Полонский дёрнулся всем телом и очнулся: перед глазами плыли красные круги; страшная нестерпимая боль железными челюстями нещадно грызла, рвала и выедала его мозг.
«Садисты! Как же вы мне опостылели с вашими млешаками! Придуш-ш-шу зверёныш-ш-ша…»
— Что-о-о?!! — надменный голос Герсуса колокольным гулом разнёсся в голове Полонского.
— Вы?! — вздрогнул ведун.
— Веди его к посадочной площадке, — повелел Герсус. — Быстрее! Корабль уже на подлёте.
— Иду, — с зубовным скрежетом процедил Полонский. С трудом поборов тошноту, головокружение, он встал, прислонился к двери и обречённо подумал: — «Скорей бы сдохнуть. Обрыдло всё. Устал…»
В голове Полонского опять зазвучали властные слова Герсуса:
— Терпи, ведун. Сейчас пройдёт. На Марс полетишь с млешником. Ты нам ещё нужен.
Полонский дрожащими руками отомкнул засов и, шатаясь, вошёл в комнату.
— Собирайся, К-колька Михайвл-лович, — заплетающимся языком потребовал Полонский, снова перейдя на «ты». — Ух-ходим. Они уже з-здесь. Убивать идут… те-тебя…
— А Настя? — Кашин не двинулся с места. — Я без неё…
— Будет те-тебе Нас-ст-стя, — прервал Полонский и срывающимся голосом прикрикнул: — Шевелись! Ну!
Почувствовав неладное, Кашин бестолково засуетился, пытаясь сообразить, чтобы ещё такое прихватить с собой.
— Там всё есть, — просипел Полонский. — Пойдём уже, — он схватил Кашина за плечо и с силой потянул к выходу.
Внезапно в дверях, как из-под земли, выросла согбённая фигура здоровенного мужика под два с половиной метра роста: уродливое лицо нескладного великана полностью заросло густым чёрным волосом.

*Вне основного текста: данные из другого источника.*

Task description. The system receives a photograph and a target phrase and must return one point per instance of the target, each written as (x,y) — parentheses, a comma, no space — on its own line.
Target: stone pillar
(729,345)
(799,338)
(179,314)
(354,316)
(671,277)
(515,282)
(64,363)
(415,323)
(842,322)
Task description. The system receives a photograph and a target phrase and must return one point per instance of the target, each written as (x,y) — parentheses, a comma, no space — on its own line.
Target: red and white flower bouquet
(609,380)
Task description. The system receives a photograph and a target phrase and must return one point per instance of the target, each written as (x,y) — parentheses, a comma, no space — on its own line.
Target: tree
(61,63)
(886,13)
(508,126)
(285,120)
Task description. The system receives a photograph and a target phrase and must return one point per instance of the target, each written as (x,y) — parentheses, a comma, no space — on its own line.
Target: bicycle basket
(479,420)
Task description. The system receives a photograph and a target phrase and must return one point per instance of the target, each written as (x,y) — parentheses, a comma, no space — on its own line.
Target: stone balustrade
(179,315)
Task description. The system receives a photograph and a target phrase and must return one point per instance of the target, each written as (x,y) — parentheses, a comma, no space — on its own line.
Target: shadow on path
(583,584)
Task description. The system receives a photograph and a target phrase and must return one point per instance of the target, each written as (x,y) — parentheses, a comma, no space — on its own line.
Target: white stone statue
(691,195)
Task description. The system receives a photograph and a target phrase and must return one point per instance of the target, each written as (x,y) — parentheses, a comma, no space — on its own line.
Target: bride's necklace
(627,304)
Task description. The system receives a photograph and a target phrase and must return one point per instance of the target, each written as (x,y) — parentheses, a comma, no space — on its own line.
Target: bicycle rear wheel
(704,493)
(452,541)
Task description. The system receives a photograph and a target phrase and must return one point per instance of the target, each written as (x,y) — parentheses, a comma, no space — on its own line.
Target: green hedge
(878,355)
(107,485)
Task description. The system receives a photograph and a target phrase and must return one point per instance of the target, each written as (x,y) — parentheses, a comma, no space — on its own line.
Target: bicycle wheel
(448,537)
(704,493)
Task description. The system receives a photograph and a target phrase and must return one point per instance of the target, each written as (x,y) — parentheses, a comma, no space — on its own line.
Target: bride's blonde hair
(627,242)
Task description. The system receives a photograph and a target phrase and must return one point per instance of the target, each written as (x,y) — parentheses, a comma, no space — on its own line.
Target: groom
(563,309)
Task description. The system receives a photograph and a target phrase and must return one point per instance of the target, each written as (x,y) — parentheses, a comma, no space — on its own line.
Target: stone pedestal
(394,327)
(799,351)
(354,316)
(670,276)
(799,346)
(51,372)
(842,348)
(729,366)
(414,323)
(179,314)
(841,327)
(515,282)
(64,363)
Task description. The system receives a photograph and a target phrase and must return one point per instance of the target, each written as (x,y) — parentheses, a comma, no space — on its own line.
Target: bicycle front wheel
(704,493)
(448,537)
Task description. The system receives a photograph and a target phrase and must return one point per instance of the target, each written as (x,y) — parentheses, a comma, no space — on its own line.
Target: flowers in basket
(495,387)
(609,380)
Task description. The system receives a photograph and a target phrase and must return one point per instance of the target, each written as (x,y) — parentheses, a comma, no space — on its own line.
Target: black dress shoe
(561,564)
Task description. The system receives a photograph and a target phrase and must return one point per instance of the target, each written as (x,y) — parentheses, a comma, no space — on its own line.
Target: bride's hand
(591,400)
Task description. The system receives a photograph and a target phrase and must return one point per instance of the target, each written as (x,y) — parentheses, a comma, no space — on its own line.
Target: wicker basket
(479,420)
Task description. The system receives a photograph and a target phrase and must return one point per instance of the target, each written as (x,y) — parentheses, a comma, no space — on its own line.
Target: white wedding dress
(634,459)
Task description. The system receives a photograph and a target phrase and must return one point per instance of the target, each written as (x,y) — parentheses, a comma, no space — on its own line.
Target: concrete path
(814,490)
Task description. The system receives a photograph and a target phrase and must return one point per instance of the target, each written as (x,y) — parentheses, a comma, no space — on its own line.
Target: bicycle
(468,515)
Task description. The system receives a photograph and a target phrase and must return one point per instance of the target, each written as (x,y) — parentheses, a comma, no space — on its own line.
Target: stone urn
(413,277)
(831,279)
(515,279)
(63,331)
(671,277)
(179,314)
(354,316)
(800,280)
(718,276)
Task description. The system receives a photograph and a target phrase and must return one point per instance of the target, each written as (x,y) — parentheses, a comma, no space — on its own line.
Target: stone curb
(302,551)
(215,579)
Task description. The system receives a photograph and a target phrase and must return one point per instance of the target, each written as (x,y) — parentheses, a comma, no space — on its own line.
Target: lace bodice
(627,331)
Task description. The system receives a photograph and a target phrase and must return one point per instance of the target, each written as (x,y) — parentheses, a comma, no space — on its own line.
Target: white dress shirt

— Тебе чего, Трифон? — Полонский задержался.
— Отец Иломей прислал, — великан покорно склонил голову.
— Веди девку, — приказал Полонский.
Трифон молча отвернулся и потащился обратно, нелепо болтая, громадными, свисающими до колен, ручищами.
— Стой, дурень! — раздражённо окликнул Полонский. — Дослушай.
Трифон нехотя обернулся к Полонскому и застыл, скосив на него маленькие злые глазки, налитые кровью.
— Остальным скажи, чтобы из обители ни ногой, — договорил Полонский. — Сам отведу.
— Не можно, — прорычал Трифон.
— А тебя никто не спрашивает! — теряя последнее терпенье, прокричал Полонский. — Марфе передай, пусть машину к входу подгонит. Иди.